The Agassiz family employed Chinese workers well into the 20th century. In a 1977 newspaper article in the Agassiz Advance, Ed Marler shared his memories of the 1948 flood, including one recollection of two Agassiz sisters who refused to leave their home.

“The ladies agreed to go if their Chinese houseboy of many years was allowed to stay on and watch the place,” the article reads. “As one of the ladies boarded the boat, she called out to the aged Chinese retainer: ‘Now Wing, you stay here until we return.’

“At first, Wing showed no emotion, then suddenly his eyes widened and he pointed to the water lapping at the top step, and said with typical Oriental brevity, ‘He come, I go!’”

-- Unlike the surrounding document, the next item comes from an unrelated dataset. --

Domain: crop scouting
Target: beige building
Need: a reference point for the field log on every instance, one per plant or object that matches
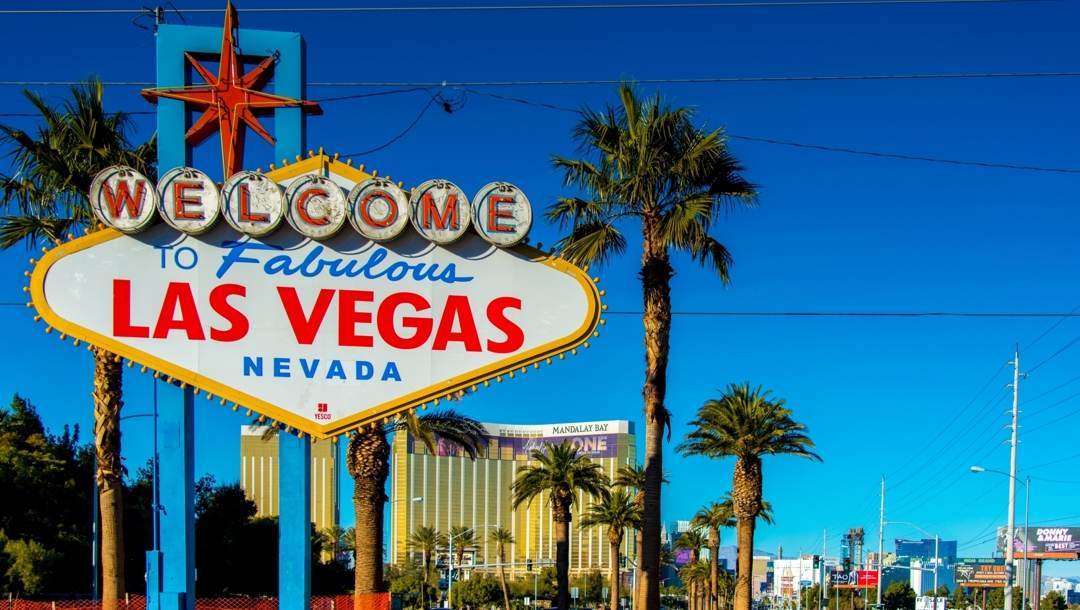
(258, 475)
(444, 488)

Many Chinese eventually would work in the seasonal hops business, even developing their own community at the eastern end of Pioneer Avenue. Although some workers would live at the hops fields, those who lived in town would walk to the fields with their tools each day.

Queenie Fong as a young girl in front of the laundry shop in Agassiz's Chinatown. (Agassiz-Harrison Historical Society)

The Chinatown in downtown Agassiz was a hub for the local Asian community, including at least two stores, a laundry and shoe repairman, a hall and a collection of small houses. The Fong family, perhaps the best-known Chinese family in Agassiz, started one of the stores on east Pioneer and supplied groceries to those who worked on the railroad, in the hops fields and in the shingle mills.

According to Queenie Fong, who shared stories from her family’s time in Agassiz in Vol. 2 of Memories: Agassiz, Harrison Hot Springs and Harrison Mills, her grandfather was a labour agent who brought men from China to work on the railroad. As many as 100 men lived in the top storey of his store, where there was a kitchen, a dining room and another large room where the men would play cards or fantan.

Although the Fong family was the best known in Agassiz’s history, they were by no means the only ones living in Agassiz’s Chinatown. Queenie Fong recalled both the Wing and Soo families in her letter to the Agassiz-Harrison Historical Society, and even mentioned “a beautiful lady,” who she remembered as wearing a lot of makeup.

“I later came to realize that she was a prostitute,” Fong wrote in Memories. “I don’t know how she came to Canada for, in those days, very few women were allowed in.”

Woo Shue (or Soo, as he was also known) also lived in Agassiz, from 1900 until his death in 1963. Not much is said about him in Memories, other than he was a “well-known Chinese gentleman who was loved by all who knew him, particularly local children.”

In the mid-1970s, Simon Chang and Ma Pang came to Agassiz to run the Agassiz Restaurant, according to a 1975 edition of the Agassiz Advance. The pair held an open house in October to kick off their business, and more than 100 community members attended.

Around that same time, the Yeung family came to Agassiz. Robert Yeung, who arrived in Canada in 1974s and settled in Agassiz in 1981, purchased a drugstore in the community with his multi-cultural family. Married twice, Yeung’s sons from his first marriage were Chinese-Romanian, and his step-children from his second marriage to Christina Charlie were of Canadian and Indigenous descent.

“This family is a bit like the United Nation!” he wrote in Memories.

An image of one of the buildings in Agassiz's Chinatown being dismantled, after being built in the 1920s. (Agassiz-Harrison Historical Society)

By the time the Yeungs came to Agassiz, much of the Chinese population had dissipated, many leaving for Clinton in the 1950s with the demise of the hops industry. When they left, Agassiz’s Chinatown slowly dwindled; the building Arthur Agassiz leased to the Chinese people as store and boarding house became used as a morgue instead.

Now, there is little left of Agassiz’s Chinatown or the people who lived there. But the District of Kent continues to thrive, standing as it does on the labour of those Chinese-Canadian men who built the railway backbone of the community and their families who came to make their home in Agassiz.